Personal information
- Full name: Gabrielle Jordão Portilho
- Date of birth: 18 July 1995 (age 31)
- Place of birth: Brasília, Brazil
- Height: 1.65 m (5 ft 5 in)
- Positions: Forward; midfielder;

Team information
- Current team: San Diego Wave
- Number: 81

Senior career*
- Years: Team / Apps / (Gls)
- 2013–2014: Kindermann / 15 / (4)
- 2015–2016: São José / 24 / (7)
- 2016–2017: Madrid CFF
- 2018: São José / 12 / (1)
- 2019: Audax / 15 / (1)
- 2019: 3B da Amazônia / 8 / (10)
- 2020–2024: Corinthians / 74 / (17)
- 2025: Gotham FC / 17 / (3)
- 2026–: San Diego Wave / 13 / (0)

International career^{‡}
- 2012: Brazil U17 / 2 / (0)
- 2014: Brazil U20 / 1 / (0)
- 2022–: Brazil / 28 / (4)

Medal record
Women's football
Representing Brazil
Copa América Femenina
| Gold medal – first place | 2022 Colombia |  |
| Gold medal – first place | 2025 Ecuador |  |
Olympic Games
| Silver medal – second place | 2024 Paris |  |

= Gabi Portilho =

Brazilian footballer (born 1995)

Gabrielle Jordão Portilho (born 18 July 1995) is a Brazilian professional footballer who plays as a forward or midfielder for San Diego Wave FC of the National Women's Soccer League (NWSL) and the Brazil national team.

==Club career==

Portilho was announced at Kindermann on 23 December 2012. She made her league debut against Foz Cataratas on 18 September 2013. Portilho scored her first league goal against Vasco da Gama on 18 September 2014, scoring in the 39th minute.

Portilho made her league debut for São José against Foz Cataratas on 10 September 2015. She scored her first league goals against Mixto on 16 September 2015, scoring 4 goals against the club.
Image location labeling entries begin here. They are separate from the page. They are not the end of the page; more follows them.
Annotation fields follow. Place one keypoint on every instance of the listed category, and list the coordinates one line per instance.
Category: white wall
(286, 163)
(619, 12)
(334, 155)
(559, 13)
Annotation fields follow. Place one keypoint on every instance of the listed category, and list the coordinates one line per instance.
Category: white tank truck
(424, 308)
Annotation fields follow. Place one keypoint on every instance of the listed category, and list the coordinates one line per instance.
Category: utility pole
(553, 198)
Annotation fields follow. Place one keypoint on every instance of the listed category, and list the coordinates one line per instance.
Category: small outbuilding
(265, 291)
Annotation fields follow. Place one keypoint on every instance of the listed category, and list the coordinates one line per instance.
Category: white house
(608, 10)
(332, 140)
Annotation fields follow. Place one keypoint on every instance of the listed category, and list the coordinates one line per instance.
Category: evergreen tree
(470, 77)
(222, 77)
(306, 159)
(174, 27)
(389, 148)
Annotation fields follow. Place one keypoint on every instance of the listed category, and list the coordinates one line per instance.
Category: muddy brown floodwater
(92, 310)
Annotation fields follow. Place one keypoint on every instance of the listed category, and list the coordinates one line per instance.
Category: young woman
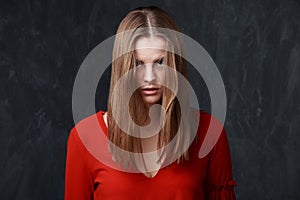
(146, 58)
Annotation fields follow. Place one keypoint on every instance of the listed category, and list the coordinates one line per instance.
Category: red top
(87, 178)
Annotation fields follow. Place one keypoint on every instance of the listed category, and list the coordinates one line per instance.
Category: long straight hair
(136, 20)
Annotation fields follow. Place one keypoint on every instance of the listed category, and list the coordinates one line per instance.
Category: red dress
(87, 178)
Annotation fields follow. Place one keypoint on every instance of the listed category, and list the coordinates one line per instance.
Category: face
(150, 53)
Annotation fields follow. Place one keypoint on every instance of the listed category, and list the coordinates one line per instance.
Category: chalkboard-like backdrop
(255, 44)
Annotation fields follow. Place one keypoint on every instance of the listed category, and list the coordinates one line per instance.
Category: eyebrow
(156, 60)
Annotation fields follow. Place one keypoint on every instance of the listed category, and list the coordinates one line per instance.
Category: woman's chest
(185, 178)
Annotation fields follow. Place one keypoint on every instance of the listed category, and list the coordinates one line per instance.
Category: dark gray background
(254, 43)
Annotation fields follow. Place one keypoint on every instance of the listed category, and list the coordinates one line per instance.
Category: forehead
(150, 48)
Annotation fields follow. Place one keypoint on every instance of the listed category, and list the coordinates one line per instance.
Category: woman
(146, 58)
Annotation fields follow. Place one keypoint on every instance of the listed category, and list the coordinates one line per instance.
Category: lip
(150, 90)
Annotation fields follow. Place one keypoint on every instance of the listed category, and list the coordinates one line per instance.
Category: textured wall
(255, 44)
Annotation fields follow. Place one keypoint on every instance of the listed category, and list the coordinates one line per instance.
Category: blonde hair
(136, 20)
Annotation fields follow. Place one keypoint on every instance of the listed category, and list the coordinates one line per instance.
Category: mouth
(150, 91)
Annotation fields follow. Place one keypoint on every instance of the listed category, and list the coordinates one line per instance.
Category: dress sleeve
(218, 183)
(78, 179)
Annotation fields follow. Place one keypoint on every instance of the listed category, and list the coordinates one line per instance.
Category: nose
(149, 74)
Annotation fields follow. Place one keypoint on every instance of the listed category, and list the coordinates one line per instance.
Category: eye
(138, 63)
(160, 61)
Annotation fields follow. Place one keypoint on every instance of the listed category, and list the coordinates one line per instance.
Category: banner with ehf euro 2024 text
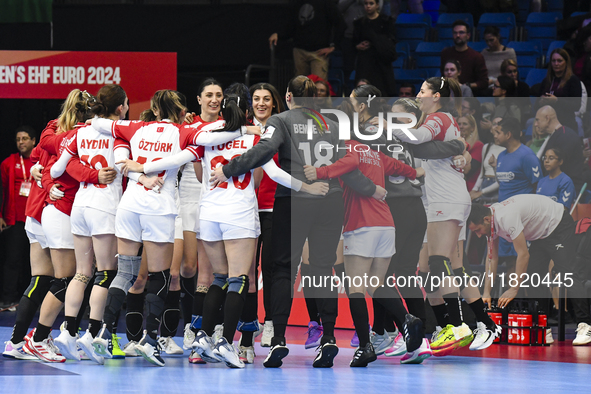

Hired in 2016 by Spanish team Madrid CFF, Portilho only played for seven months, before a grave knee injury forced her to spend a whole year recovering, during which she returned to Brazil.

During her second spell at São José, Portilho made her league debut against Sport Recife on 25 April 2018. She scored her first league goal against Pinheirense on 8 August 2018, scoring in the 80th minute.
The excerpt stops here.